SINGAPORE — Singapore authorities will be able to order from Thursday (7 July) takedowns of content deemed to be part of hostile information campaigns by foreign parties to interfere in domestic affairs under a controversial law.

The Foreign Interference (Countermeasures) Act (FICA), passed in Parliament last October, will empower the Minister for Home Affairs to compel, among others, internet, social media service providers, and website operators to disclose user information, block content, and remove applications, the Ministry of Home Affairs (MHA) said on Wednesday.

The legislation also provides measures to counter foreign interference in Singapore's domestic politics conducted through the use of local proxies who are deemed or designated as "politically significant persons". These will come into force at a later stage, said MHA.

Under the law, these local proxies will have to declare donations worth $10,000 or more and their links to foreign entities.

"In recent times, the threat of foreign interference has risen in potential and severity because of the internet and social media," according to MHA.

Such platforms have contributed to the "increasing ease, sophistication, and impunity" with which hostile foreign actors are able to carry out hostile information campaigns.

A range of tools and tactics can be used and employed on these platforms, including creating inauthentic accounts and bots, as well as inciting other users to “troll”, harass or intimidate a particular target.

When Singapore faced bilateral issues with another country in 2018, there was an abnormal spike in online comments which were critical of Singapore on social media, MHA said.

These posts, made by anonymous accounts, sought to create an artificial impression of opposition to Singapore’s positions, it added.

During a period of tension with another country between 2016 and 2017, Singapore experienced a coordinated hostile information campaign that attempted to undermine its foreign policy position.

"Online commentaries and videos were uploaded by social media accounts which had lain dormant for years. These contents were also widely circulated via chat apps and aimed at influencing sentiments among Singaporeans," MHA said.

FICA does not apply to Singaporeans expressing their own views and acting on their own accord.

It also does not apply to foreigners reporting or commenting on Singapore politics, in an open, transparent, and attributable way, even if their comments may be critical of Singapore or the government, said MHA.

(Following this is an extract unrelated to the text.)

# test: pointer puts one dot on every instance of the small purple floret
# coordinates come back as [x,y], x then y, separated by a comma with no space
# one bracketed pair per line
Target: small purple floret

An independent tribunal – chaired by a judge and includes two other individuals from outside the government with legal or technical expertise – will hear any appeals against the minister's decisions. The tribunal's decisions can override the minister’s and will be final.

The law has been criticised by some opposition politicians and academics for its broad provisions and lack of judicial review, which leaves it vulnerable to abuse by a rogue government.

Such concerns were also raised by several MPs during the parliamentary sitting last October, where FICA was passed after more than 10 hours of intense debate.